National Emergency Supply Agency owns stock of several companies important for the security of supply in Finland. The agency owns 24,9 % of the Finnish electricity grid operator Fingrid (the Finnish government owns directly an additional 28,24 % of Fingrid). When Neste Oil sold its tanker fleet they were purchased jointly by NESA and Ilmarinen Mutual Pension Insurance Company.

==COVID-19 pandemic==

During the COVID-19 pandemic National Emergency Supply Agency released surgical masks and other medical personal protective equipment from the warehouses on 24.3.2020. While this was not the first time the strategic reserves had been used (seed stocks had been used in spring 2018 due to a poor harvest in 2017), the pandemic was the first time when medical stockpiles were used and the act was widely publicized. However even the use of the strategic reserves was not enough stop mask shortages. It was also found that many of the masks in storage were a decade old and some in poor condition.

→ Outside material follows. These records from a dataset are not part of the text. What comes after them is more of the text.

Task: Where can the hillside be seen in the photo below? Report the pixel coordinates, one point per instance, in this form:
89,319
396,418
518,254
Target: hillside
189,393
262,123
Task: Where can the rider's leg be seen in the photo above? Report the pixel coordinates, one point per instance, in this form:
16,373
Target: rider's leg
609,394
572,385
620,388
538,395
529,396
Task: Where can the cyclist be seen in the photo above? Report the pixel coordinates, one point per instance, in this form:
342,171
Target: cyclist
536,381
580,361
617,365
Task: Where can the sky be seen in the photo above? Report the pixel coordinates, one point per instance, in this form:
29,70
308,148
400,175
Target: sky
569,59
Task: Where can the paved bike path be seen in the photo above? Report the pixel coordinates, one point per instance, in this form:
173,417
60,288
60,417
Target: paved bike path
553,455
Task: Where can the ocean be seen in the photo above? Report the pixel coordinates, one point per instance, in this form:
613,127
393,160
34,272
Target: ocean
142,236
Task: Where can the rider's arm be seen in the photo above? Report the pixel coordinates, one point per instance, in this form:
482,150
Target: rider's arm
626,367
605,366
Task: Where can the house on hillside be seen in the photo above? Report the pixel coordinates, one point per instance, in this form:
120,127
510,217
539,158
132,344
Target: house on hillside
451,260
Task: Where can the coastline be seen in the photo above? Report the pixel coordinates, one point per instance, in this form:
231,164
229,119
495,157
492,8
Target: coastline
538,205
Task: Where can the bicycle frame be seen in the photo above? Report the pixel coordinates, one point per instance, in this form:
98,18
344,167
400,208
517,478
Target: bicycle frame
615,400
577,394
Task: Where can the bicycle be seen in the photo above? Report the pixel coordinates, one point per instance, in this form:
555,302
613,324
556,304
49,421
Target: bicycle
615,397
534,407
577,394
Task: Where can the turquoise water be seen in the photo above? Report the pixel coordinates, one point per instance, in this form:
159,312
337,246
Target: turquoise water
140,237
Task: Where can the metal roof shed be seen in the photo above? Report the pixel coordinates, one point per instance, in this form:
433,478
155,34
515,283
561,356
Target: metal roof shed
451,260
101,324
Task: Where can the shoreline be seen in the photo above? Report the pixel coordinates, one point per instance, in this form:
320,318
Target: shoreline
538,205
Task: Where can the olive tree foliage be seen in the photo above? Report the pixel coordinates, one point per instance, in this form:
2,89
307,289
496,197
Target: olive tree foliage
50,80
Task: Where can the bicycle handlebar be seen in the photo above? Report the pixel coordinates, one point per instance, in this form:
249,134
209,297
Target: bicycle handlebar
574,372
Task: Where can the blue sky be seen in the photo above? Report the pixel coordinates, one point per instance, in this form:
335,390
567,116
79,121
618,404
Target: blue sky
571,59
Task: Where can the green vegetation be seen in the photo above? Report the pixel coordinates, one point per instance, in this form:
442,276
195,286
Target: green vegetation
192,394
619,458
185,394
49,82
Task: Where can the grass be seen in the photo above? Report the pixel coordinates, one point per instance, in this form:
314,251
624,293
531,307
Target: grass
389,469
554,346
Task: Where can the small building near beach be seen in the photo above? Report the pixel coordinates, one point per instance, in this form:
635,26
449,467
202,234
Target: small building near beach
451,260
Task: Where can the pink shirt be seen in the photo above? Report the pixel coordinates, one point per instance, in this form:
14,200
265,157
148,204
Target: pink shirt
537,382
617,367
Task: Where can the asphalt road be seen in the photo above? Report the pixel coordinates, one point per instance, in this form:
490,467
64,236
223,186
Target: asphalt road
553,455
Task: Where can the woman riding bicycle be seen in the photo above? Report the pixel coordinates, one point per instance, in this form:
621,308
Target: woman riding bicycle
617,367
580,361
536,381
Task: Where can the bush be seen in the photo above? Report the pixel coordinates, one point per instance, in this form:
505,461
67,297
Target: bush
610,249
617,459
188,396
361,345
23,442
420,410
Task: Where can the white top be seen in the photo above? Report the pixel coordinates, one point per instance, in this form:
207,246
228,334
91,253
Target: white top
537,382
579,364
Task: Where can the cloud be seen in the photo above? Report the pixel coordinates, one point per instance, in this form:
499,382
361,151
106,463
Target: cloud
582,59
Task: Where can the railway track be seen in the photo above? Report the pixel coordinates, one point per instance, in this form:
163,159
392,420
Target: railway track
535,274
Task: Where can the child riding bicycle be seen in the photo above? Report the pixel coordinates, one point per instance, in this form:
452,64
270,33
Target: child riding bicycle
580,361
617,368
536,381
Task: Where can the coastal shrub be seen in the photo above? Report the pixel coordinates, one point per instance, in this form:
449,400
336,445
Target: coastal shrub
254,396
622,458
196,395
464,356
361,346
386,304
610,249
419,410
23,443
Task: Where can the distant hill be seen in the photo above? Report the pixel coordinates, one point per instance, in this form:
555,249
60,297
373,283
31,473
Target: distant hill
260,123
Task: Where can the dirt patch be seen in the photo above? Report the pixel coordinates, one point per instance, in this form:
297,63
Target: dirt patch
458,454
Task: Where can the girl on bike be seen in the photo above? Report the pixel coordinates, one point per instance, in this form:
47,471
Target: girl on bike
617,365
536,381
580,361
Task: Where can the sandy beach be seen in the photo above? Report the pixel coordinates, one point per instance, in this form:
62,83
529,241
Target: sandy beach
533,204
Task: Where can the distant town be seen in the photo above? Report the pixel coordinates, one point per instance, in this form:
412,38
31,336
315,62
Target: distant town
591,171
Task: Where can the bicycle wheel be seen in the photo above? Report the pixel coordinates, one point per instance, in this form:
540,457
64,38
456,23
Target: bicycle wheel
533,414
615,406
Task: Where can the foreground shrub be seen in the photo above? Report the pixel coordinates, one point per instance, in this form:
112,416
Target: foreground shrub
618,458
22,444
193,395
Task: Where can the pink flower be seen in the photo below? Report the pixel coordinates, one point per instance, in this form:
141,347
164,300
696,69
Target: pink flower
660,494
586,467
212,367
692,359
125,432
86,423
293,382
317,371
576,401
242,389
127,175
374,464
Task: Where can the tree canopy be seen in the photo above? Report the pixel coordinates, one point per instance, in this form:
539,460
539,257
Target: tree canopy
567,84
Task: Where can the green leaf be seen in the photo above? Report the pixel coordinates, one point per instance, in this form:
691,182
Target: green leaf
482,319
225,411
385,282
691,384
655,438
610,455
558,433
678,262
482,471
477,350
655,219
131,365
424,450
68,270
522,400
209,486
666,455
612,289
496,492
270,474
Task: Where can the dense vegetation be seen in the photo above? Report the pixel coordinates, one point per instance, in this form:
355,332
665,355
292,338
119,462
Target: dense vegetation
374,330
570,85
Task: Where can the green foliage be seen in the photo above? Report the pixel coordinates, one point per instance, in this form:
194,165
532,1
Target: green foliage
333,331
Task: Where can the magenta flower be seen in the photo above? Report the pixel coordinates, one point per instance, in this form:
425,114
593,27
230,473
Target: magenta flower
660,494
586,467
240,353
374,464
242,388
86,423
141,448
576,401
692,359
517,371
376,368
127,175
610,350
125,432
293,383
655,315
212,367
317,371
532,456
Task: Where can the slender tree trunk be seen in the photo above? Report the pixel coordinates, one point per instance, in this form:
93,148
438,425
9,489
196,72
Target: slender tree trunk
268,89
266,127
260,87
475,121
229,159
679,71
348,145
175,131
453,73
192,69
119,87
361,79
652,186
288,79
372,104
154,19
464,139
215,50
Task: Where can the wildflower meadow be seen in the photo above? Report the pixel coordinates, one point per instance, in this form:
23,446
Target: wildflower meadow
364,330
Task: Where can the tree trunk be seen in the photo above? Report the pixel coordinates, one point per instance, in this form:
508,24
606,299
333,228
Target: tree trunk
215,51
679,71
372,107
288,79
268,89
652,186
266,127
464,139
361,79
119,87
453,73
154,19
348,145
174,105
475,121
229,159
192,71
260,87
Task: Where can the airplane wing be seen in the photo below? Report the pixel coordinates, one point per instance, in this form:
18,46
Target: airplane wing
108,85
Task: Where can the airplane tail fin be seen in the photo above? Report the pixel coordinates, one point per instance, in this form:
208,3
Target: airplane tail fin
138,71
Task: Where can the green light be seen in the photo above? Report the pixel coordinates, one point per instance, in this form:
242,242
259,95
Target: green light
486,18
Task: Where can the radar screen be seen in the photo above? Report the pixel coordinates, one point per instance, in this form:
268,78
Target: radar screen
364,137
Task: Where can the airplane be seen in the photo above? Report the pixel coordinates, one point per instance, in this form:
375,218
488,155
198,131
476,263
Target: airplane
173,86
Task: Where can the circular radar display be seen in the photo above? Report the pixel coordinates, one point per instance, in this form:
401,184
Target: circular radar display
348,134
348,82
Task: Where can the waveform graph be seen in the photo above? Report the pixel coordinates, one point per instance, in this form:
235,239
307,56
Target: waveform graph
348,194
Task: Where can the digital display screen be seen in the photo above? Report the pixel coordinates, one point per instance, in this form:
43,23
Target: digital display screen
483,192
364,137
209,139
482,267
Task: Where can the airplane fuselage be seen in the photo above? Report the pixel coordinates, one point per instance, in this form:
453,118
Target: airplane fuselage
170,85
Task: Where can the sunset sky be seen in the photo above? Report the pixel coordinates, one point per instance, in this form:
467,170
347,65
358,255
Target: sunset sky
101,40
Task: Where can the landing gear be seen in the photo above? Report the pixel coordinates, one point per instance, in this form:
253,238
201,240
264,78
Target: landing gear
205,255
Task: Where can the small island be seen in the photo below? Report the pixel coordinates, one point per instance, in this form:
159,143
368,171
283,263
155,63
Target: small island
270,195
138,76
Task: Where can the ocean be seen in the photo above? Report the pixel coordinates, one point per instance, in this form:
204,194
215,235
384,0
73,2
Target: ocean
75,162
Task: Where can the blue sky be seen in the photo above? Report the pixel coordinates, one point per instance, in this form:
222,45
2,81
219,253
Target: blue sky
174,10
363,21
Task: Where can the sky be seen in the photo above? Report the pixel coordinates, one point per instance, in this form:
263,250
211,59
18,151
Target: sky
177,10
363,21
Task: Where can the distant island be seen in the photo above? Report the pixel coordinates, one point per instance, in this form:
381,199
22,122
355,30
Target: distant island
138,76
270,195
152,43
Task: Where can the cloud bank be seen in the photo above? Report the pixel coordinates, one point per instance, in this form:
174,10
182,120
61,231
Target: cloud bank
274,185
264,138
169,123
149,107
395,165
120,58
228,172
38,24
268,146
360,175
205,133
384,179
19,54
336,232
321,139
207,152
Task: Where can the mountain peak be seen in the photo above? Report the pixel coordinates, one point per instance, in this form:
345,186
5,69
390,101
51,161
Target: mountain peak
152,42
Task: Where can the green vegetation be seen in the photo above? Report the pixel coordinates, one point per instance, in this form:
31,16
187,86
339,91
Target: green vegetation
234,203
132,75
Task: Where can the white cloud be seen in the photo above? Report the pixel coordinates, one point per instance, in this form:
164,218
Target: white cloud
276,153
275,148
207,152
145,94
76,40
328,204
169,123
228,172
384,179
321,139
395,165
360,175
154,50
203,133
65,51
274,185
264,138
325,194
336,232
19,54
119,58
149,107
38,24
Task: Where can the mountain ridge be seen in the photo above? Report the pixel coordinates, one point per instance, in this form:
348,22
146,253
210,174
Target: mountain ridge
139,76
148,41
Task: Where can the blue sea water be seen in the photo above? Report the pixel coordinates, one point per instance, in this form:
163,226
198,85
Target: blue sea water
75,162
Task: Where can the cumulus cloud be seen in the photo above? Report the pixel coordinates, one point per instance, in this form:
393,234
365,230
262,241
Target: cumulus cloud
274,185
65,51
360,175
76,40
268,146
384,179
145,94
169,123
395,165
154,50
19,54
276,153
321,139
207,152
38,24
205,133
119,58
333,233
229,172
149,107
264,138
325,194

As the mask shortage worsened NESA attempted to purchase 1.1 million KN95 breathing protectors and 2 million surgical masks for 5 million euros from China with Finnish business persons Onni Sarmaste and Tiina Jylhä. Eventually only a third of the breathing protectors (230 000 pieces) and 2 million masks were shipped to Finland and these were found to be inadequate for hospital use although still acceptable for nursing homes and home care. The poorly handled purchase led to the resignation of the NESA CEO Tomi Lounema as well as a criminal investigation against Lounema, Sarmaste and NESA managers Asko Harjula and Jyrki Hakola. No charges were eventually raised. The NESA was found to have acted poorly in the purchase but had been under substantial pressure from the Ministry of Social Affairs and Health and Ministry of Economic Affairs and Employment. Normally such a purchase would not have been handled by The National Emergency Supply Agency itself.